This command can be set to show uncollapsed (default) or collapsed data (with type option -t2), and with -r for a chromosomal region defined by two coordinates. A particular display window can be chosen (option -w), but normally the default sequence is shown: first a display of all reads, then of discarded, unspecific reads and last, a third window with the remaining, specific reads. Option -s can be used to select a particular set of samples.

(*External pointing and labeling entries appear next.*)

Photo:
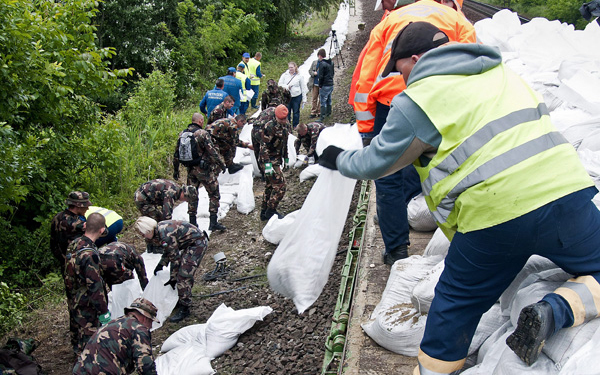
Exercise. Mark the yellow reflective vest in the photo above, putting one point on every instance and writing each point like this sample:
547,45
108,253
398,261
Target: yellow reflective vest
500,156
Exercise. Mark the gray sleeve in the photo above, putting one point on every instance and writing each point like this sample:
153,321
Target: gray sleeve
407,134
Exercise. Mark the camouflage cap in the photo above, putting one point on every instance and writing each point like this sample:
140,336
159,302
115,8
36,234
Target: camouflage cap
78,199
144,307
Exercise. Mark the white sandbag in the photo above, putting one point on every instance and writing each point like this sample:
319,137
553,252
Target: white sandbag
310,172
424,291
184,336
276,228
583,362
535,264
419,216
438,244
489,323
395,324
163,297
122,295
226,324
300,266
185,360
245,197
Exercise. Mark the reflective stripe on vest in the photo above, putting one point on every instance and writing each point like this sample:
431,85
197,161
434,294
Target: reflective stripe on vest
495,166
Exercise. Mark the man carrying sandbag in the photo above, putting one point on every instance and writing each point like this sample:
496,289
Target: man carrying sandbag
488,157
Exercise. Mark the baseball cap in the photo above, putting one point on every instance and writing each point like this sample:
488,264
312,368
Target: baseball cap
414,39
144,307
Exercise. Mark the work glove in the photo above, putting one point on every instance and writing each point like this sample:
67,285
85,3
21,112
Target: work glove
159,267
329,156
172,283
268,169
104,318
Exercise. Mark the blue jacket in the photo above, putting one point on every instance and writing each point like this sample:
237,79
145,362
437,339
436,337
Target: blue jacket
212,99
232,87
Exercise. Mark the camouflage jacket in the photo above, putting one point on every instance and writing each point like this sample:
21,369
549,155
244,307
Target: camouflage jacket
273,145
175,236
309,140
120,347
65,227
206,148
219,112
86,294
225,134
275,95
118,260
159,192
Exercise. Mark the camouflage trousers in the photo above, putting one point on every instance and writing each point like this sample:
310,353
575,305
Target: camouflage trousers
207,178
274,189
256,138
185,267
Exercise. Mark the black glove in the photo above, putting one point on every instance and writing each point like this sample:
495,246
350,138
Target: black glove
329,156
158,268
172,283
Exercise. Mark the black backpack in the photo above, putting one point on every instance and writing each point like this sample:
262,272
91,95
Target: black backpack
188,149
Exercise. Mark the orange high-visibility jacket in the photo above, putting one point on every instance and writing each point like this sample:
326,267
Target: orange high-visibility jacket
371,86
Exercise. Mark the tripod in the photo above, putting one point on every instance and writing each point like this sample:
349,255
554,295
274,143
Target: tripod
336,48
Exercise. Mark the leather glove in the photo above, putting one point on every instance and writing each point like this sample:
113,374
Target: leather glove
104,318
329,156
172,283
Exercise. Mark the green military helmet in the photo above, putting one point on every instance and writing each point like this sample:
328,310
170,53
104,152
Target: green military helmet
144,307
78,199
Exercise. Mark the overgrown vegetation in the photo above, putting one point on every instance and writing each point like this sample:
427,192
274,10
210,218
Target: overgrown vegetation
562,10
61,62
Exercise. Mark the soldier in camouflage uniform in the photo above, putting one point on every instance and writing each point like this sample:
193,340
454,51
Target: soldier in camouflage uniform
68,225
123,346
274,95
204,172
273,149
85,288
117,262
221,110
184,245
225,134
308,135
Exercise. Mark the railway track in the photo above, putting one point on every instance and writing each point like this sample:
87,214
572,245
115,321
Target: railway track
484,10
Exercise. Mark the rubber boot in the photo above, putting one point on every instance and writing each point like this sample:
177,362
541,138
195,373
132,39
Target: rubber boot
534,327
323,113
182,313
269,212
234,168
398,253
214,224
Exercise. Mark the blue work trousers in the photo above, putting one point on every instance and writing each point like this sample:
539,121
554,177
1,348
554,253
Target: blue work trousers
392,194
294,110
481,264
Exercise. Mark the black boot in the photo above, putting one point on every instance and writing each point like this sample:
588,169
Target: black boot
233,168
214,224
269,212
182,313
392,256
534,327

Below is illustrated how bedgraph representations differ between a genome browser like IGB (left) and Coalispr (four panels on the right, the top two from a run with command showgraphs -c1 -w4 and the bottom two from a run in a separate terminal with options -c1 -t2 -w4). They provide complementary insights. The 1 nt resolution of IGB allows detection of precise boundaries, while Coalispr provides the ability to quickly load all samples and compare them in one go. For example, it is easy to enlarge the genomic context of the transposon with the CNAG_00814 transcript (with the ‘Zoom rectangle’ tool draw a box inside the middle segm. bar spanning the region of interest around 2,500,000) [12]. In the upper section uncollapsed data traces with predominant anti-sense peaks in comparison to the collapsed data below [11] are shown. From one Coalispr display, different images can be output, depending on which highlights and traces have been toggled to be shown: both kinds of representation reveal a difference between various mutants, with rde1, rde3 and rde5 signals matching those of the negative control background (red); the rde2 signals are halfway the background and those for the wild type (blue), while the rrp6 profile deviates in both signal height and coverage. Sharp troughs in traces displayed by Coalispr match introns in the genome browser, showing that RNAi is mostly directed at spliced RNA transcripts, contrary to the model proposed by [Dumesic-2013] et al. [13].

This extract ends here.